By this I mean I can have them buttoned up to the Adam’s apple for tie-wearing for a few hours.

But when I undo the top button later in the day I experience palpable joy, similar to that of a woman undoing her bra after a long day of being a woman, or the relief experienced when a cooker extractor hood is switched off.

But these shirts are not long enough, and I find I am tucking them in 80 or 90 times a day, which makes me look shiftily uncomfortable. This is because nobody needs to see my middle-aged midriff. It is less a midriff and more a midextendedsolo.

Certainly nobody needs to know what colour underpants I am wearing or where I get them.

Nevertheless, it is difficult to look dignified when one is constantly adjusting oneself like a man on a register.

I do not know why it was decided that neck circumference was the sole consideration when it came to sizing shirts, but I can imagine. And here I am, imagining it . . .

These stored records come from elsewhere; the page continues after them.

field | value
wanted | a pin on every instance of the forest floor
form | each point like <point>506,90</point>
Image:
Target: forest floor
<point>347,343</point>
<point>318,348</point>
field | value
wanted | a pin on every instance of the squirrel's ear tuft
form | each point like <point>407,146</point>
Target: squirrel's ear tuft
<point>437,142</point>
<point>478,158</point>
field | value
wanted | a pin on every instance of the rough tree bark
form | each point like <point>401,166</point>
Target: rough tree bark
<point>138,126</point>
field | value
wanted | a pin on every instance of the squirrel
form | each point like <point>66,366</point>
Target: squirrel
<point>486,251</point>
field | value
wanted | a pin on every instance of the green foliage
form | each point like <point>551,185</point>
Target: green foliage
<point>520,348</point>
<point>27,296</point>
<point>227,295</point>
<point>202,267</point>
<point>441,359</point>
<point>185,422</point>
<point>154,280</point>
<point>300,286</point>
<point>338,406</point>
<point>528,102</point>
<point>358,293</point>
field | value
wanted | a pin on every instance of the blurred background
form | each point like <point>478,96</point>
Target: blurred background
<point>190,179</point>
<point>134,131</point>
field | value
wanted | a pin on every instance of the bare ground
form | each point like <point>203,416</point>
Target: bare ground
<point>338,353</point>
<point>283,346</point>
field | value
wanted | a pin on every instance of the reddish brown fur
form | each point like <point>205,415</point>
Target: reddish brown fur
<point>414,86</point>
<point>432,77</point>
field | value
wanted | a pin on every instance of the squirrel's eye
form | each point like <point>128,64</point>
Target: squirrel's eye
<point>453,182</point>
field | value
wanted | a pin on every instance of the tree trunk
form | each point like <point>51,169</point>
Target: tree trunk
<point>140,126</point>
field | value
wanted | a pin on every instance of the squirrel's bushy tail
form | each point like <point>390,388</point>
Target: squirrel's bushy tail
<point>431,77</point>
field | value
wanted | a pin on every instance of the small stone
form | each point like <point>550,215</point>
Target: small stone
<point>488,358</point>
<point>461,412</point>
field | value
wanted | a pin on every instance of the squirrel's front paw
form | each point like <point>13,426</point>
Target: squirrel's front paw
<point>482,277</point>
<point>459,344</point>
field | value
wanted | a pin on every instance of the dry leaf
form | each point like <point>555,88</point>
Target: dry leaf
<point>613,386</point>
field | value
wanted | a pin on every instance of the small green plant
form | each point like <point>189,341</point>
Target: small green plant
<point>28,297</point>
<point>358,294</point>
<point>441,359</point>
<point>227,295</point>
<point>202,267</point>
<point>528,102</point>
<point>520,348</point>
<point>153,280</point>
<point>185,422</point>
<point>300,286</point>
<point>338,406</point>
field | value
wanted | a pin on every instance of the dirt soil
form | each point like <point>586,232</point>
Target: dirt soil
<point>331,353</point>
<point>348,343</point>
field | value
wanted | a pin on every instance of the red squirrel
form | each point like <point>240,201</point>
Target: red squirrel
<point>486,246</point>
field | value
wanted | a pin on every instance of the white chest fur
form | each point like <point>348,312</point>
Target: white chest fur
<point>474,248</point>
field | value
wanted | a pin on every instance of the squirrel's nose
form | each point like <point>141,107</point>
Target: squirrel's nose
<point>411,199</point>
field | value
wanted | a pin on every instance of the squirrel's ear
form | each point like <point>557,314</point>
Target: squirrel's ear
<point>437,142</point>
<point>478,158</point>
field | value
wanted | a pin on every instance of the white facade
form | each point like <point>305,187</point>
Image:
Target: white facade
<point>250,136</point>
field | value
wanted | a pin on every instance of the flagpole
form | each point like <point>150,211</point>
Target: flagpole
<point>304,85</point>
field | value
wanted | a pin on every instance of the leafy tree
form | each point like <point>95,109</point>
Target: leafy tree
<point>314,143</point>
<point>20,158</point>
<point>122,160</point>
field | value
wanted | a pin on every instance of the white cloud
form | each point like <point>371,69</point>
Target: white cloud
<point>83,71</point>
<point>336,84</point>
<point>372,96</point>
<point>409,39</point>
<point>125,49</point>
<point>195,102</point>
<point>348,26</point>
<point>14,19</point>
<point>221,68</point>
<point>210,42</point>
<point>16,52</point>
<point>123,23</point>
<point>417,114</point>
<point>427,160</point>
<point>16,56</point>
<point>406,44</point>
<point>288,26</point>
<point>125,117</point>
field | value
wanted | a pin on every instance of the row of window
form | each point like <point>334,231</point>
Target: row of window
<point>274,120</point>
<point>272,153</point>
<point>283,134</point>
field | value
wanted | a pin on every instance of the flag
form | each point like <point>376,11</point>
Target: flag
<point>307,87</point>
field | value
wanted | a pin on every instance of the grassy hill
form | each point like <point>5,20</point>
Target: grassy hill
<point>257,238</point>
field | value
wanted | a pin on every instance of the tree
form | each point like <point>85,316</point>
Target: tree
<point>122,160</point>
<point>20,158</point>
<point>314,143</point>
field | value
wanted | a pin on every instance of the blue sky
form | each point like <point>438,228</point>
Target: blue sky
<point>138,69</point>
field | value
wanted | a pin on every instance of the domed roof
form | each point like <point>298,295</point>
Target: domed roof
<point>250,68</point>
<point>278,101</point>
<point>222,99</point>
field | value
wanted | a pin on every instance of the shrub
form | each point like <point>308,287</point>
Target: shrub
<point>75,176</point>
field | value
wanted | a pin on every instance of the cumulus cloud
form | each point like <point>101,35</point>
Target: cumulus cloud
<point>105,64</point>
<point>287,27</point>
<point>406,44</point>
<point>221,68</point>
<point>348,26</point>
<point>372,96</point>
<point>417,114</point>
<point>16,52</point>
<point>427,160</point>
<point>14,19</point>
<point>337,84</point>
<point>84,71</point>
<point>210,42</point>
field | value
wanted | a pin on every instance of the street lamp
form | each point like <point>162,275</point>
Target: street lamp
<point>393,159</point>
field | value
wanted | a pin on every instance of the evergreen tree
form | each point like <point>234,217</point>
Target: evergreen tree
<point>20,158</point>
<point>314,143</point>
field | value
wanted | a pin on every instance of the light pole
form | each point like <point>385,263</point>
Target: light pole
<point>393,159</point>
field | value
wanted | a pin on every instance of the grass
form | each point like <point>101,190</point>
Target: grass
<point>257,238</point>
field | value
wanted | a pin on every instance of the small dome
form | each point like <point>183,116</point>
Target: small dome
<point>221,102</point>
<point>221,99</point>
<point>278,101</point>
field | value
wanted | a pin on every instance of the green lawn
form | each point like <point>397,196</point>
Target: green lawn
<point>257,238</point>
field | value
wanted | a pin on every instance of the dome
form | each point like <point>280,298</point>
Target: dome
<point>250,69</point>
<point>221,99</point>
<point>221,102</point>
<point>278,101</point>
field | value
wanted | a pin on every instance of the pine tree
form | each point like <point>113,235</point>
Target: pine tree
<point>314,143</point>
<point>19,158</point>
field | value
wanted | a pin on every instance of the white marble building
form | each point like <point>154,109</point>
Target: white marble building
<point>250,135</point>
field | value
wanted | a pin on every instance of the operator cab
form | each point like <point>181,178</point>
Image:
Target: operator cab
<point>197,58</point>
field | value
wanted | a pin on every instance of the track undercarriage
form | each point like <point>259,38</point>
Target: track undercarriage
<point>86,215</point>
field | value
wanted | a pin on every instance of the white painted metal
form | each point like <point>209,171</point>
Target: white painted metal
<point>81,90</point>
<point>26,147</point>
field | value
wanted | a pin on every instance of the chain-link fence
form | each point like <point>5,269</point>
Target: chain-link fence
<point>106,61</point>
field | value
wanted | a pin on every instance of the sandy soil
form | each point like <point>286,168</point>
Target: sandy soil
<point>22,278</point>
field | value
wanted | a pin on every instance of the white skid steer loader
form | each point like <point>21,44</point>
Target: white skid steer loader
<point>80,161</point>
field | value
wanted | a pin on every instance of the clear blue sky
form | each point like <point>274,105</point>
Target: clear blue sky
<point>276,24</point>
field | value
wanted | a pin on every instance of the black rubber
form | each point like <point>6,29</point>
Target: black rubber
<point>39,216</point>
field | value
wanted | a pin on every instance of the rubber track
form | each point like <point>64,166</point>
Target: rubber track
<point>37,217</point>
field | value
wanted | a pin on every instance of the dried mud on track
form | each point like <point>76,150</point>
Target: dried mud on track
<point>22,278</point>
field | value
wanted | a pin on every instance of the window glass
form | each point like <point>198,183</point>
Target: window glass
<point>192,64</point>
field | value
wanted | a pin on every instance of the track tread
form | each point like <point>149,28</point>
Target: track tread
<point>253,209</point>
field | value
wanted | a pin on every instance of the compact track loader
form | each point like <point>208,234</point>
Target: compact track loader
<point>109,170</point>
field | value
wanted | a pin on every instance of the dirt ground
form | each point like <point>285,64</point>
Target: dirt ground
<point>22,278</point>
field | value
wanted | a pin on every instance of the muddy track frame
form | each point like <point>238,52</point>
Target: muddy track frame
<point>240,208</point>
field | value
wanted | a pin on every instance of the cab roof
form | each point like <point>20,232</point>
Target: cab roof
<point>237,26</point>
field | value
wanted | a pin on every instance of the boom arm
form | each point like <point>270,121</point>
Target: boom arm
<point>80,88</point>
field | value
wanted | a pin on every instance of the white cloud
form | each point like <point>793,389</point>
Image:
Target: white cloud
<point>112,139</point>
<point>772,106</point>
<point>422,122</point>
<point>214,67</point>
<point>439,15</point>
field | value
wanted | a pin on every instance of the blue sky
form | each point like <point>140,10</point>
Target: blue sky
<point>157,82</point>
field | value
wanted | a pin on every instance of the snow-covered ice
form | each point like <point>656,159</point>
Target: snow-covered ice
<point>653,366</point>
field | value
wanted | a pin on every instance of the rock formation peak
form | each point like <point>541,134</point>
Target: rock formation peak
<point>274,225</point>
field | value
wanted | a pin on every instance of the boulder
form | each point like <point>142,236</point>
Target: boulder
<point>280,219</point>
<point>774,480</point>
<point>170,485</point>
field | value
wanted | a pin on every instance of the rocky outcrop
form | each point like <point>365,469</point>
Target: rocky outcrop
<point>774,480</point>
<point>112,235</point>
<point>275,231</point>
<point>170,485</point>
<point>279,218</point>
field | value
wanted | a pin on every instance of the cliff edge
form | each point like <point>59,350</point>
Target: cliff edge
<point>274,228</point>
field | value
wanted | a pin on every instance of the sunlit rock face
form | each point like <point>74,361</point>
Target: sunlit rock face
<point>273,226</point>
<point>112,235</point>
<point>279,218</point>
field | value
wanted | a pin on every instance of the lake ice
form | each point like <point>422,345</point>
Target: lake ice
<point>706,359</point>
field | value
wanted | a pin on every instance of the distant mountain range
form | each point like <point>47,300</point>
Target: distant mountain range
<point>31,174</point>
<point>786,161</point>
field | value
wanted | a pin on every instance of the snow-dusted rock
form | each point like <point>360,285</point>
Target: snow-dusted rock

THE BOARDROOM OF THE SMASHING GARMENT COMPANY, SEVERAL YEARS AGO.
MD: This had better be good, Figgis. I am missing the first episode of a new TV series called Doctor Who, which looks as if it could run for 50 years, albeit with a break between 1989 and 2005.
FIGGIS: It is, MD. The boffins have come up with a way to mass produce shirts which will push our secret agenda. We will classify them solely by collar size.
MD: That is genius, Figgis. I can only imagine the frustration of, say, a man in his early 40s, who is about a Harty on the Russell Scale, with a freakishly big head and consequently thick neck, being forced to wear what is effectively a barber’s cape.
FIGGIS: That is probably an extreme case, but the principle holds. It might take around 50 years for our plan to work, though…
MD: I’ll watch Doctor Who then, and by the time the series finishes, we will have wiped out shirts forever.
THEY BOTH LAUGH MANIACALLY.
FIGGIS: MD, why do you hate shirts so much?
MD: I don’t. I just really like ponchos.

That is the only explanation.

And thinking about it logically, I would probably be in my hammock in the Philippines.